Shredded Beef Tacos

makes 6

Made using the Lakeland 6L Slow Cooker

nutritional count per serving 
8.2g total fat (2.5g saturated fat); 1354kJ (324 cal); 18.9g carbohydrate; 42.4g protein; 1.6g fibre

prep & cook time 6 hours 20 minutes 



  • 1kg (2-pound) piece beef chuck steak
  • ¼ teaspoon chilli powder
  • 1 teaspoon each ground cumin, coriander and smoked paprika
  • 1 cup (250ml) beef stock
  • 2 tablespoons tomato paste
  • 1 fresh long red chilli, sliced thinly
  • 2 cloves garlic, crushed
  • 6 large flour tortillas, warmed


  1. Rub beef with combined spices; place in the slow cooker. Pour over combined stock, paste, chilli and garlic. Cook, covered, on low for 6 hours.
  2. Remove beef from cooker.
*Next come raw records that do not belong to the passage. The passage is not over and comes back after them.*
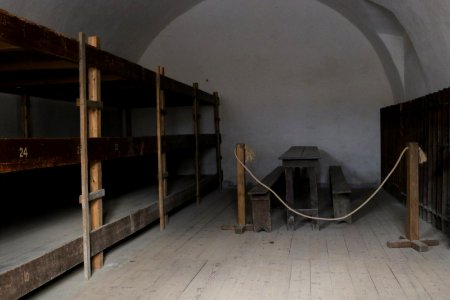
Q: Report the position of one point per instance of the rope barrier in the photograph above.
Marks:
(320, 218)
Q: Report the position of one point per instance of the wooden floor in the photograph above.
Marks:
(194, 259)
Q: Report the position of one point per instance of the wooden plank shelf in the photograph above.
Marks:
(37, 62)
(33, 58)
(33, 153)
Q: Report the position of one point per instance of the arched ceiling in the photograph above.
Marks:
(128, 27)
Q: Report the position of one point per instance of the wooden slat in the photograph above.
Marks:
(57, 64)
(240, 181)
(218, 139)
(25, 121)
(196, 122)
(28, 276)
(95, 131)
(269, 180)
(160, 135)
(84, 162)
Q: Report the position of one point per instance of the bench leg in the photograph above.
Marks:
(289, 174)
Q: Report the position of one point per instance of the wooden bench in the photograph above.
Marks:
(260, 199)
(340, 192)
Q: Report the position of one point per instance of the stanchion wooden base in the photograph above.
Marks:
(418, 245)
(238, 229)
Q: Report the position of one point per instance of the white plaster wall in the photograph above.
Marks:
(288, 73)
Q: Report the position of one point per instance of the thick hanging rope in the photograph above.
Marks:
(330, 219)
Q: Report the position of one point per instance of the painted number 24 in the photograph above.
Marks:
(23, 152)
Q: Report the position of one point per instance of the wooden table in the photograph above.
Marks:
(304, 158)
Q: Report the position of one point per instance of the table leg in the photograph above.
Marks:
(290, 221)
(313, 194)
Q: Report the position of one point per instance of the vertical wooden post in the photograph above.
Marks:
(160, 128)
(25, 115)
(240, 181)
(84, 159)
(196, 118)
(95, 125)
(412, 205)
(128, 122)
(218, 139)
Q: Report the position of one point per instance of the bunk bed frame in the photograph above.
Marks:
(35, 61)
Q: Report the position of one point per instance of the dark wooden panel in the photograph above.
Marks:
(24, 278)
(424, 120)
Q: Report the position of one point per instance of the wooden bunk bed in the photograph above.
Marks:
(37, 62)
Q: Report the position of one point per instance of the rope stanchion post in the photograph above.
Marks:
(412, 206)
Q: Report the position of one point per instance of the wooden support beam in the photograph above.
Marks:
(25, 116)
(218, 139)
(240, 182)
(95, 131)
(95, 104)
(196, 116)
(412, 202)
(84, 160)
(412, 206)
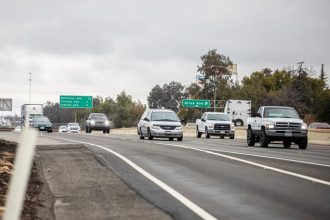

When cool enough to handle, shred meat coarsely using two forks. Discard half the liquid from slow cooker. Return meat to cooker; season to taste.
  3. Serve shredded beef in tortillas with guacamole, tomato salsa, grated cheese, sour cream, shredded lettuce and fresh coriander.


Suitable to freeze at the end of step 2.